Published Aug 26, 2008
BinkieRN, BSN, RN
486 Posts
I was at the nursing station and I answered the phone. This woman was at home and was looking for a particular doctor who happened to be near the station. The patient was wanting to know the results of a CXR she had done earlier in the day. The doctor asked me to pull the results up. The report said that the entire left lung was fluid filled and suggested a thoracentesis. The doctor told the patient that she had fluid in her left lung but not to worry about it, come to the office in the morning and get an RX for some antibiotics. I was flabbergasted. I asked the doctor. Did you read the radiologists suggestion? He said yes it's no emergency I assure this can wait.
leslie :-D
11,191 Posts
it's certainly urgent.
i'm certainly not understanding waiting til morning to get started on abx.
i would think iv or im loading dose would be started immediately.
good chance pt is presenting stable and w/o any concerning sob/dyspnea.
leslie
Tweety, BSN, RN
35,413 Posts
That does sound bad when it says "entire left lung" . You also have to consider the patient's status. Were they symptomatic in a critical or serious way? Hypoxic? In distress?
Perhaps conservative treatment is warranted before poking needles in someone's chest risking complications.
RN1982
3,362 Posts
Yeah let's wait until she can make in to the doc's office...........oh wait she probably WON"T make it.
Hopefully the doc knows the patient. Maybe it's close to their baseline.
Kind of like what they teach in school....treat the patient, look at the patient, not what a machine or reading tells you.
Hopefully the doc knows the patient. Maybe it's close to their baseline. Kind of like what they teach in school....treat the patient, look at the patient, not what a machine or reading tells you.
Good point. It's kind of like running into your patient's room because you see SVT on the monitor only to find out the RT is doing chest PT. Well not exactly like that.
Fluid filled lung close to a base line? I wouldn't think so.
GrumpyRN63, ADN, RN
833 Posts
some pts may have pleural effusions as their 'baseline' as with lung ca or some gyn ca's, just as they may have ascites 2/2 different types of cancer or cirrhosis. Some pt's do walk around and get tapped every so often as a palliative measure, some may have tenkoff (peritoneal) or denver( pleural) caths in place to do this on a reg schedule @ home as well, JM experience...
Roy Fokker, BSN, RN
1 Article; 2,011 Posts
There is a fine line between "don't fix what ain't broke" Vs "waiting till someone becomes symptomatic" before taking action.
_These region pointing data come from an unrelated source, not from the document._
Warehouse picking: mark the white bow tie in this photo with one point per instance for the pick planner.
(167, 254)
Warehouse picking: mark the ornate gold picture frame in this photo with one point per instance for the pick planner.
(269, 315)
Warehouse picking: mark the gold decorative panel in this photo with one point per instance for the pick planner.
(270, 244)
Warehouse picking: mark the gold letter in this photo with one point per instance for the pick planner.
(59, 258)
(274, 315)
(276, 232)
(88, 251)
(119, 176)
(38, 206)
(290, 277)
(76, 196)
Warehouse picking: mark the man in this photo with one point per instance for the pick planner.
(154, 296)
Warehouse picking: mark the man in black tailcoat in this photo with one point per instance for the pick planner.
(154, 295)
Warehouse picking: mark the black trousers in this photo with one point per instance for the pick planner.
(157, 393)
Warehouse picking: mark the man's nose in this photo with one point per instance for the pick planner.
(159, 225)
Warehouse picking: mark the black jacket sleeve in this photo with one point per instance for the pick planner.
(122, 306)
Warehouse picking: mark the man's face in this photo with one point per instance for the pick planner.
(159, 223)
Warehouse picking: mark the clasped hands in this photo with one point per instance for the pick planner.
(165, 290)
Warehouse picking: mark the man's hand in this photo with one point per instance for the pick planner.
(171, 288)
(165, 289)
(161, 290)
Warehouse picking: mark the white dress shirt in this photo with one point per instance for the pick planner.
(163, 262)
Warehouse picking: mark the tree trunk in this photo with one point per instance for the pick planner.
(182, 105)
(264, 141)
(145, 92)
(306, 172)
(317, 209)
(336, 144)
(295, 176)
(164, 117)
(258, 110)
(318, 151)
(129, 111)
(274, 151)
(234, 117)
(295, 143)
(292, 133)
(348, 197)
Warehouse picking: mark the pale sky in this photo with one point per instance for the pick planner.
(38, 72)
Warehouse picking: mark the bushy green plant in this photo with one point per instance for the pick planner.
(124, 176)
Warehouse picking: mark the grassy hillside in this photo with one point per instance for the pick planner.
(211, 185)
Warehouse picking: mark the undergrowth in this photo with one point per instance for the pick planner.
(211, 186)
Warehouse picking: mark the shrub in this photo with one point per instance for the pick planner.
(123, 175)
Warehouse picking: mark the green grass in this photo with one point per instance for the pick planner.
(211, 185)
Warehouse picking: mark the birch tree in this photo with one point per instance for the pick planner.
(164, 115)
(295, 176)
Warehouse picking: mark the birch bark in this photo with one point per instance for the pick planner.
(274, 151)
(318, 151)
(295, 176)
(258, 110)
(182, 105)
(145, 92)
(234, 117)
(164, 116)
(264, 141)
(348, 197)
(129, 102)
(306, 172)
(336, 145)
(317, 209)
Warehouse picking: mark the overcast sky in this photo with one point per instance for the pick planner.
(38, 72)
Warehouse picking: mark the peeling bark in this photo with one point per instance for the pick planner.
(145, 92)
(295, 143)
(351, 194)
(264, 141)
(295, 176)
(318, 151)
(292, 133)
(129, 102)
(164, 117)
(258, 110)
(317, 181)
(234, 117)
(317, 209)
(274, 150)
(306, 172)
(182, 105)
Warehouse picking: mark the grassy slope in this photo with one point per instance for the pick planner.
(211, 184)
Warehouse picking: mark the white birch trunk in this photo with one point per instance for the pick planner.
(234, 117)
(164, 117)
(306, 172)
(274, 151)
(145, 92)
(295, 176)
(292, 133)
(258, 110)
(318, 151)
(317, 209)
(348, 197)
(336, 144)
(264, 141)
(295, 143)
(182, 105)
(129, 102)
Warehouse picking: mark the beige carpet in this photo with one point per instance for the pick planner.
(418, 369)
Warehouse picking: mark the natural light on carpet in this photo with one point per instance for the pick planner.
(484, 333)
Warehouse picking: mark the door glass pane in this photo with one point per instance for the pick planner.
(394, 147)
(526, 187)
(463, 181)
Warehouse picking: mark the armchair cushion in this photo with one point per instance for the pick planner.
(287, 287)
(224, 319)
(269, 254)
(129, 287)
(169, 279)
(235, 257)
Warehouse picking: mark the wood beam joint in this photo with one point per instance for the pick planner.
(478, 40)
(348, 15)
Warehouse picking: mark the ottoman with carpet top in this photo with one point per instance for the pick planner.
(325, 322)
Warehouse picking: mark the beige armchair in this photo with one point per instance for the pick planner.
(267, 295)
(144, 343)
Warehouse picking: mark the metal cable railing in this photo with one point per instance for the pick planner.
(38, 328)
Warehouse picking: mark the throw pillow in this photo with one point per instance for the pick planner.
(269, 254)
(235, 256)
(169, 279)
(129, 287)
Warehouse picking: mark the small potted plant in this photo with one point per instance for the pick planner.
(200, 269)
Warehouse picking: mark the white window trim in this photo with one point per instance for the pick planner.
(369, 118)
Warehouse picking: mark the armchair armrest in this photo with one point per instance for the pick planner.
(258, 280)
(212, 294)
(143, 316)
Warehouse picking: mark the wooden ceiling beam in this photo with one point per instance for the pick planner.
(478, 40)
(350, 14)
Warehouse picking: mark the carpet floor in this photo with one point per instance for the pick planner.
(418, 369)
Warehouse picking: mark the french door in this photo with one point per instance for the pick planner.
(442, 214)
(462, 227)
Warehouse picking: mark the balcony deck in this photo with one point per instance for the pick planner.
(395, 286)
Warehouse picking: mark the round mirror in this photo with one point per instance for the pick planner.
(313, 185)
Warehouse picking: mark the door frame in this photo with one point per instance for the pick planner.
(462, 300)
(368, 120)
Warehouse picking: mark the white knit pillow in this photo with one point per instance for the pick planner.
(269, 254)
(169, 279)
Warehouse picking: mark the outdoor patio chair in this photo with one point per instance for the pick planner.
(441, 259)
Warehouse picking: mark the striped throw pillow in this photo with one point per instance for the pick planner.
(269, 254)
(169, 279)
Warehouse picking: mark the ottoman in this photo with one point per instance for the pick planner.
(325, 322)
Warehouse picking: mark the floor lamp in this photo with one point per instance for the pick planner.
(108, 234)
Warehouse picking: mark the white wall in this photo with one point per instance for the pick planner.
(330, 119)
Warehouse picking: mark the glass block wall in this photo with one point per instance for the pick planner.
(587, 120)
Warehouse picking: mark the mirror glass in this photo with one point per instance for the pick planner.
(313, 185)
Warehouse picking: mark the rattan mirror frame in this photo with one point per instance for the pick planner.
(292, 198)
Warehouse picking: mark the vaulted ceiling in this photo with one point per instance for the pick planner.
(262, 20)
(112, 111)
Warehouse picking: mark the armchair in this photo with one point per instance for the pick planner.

For all we know, Doc may have initiated some kind of intervention already (maybe lasix or some such?)
cheers,
I wouldn't think so either given the extent of this one, but many people have chronic pleural effusions.
uscstu4lfe
467 Posts
perhaps one of the most important pieces of information i was taught in nursing school by the great mr. W is, is this patient symptomatic? Alert? Oriented? Normal respirations? Good O2 sats? No distress noted?
The report could have said that both lungs were missing - but if the patient was up and talking and breathing fine, then it is not a "true emergency".
same principle for a low BP. you take a BP and it's 23/12. the patient is alert, talking to family, and appears to be fine. are you going to start screaming and begin cpr? however, you may want to report a bp like that to the physician stat :)
25% assessment, 25% intervention, 50% common sense = a good health practitioner!
meandragonbrett
2,438 Posts
non-compliant CHFers often have lung water as a baseline.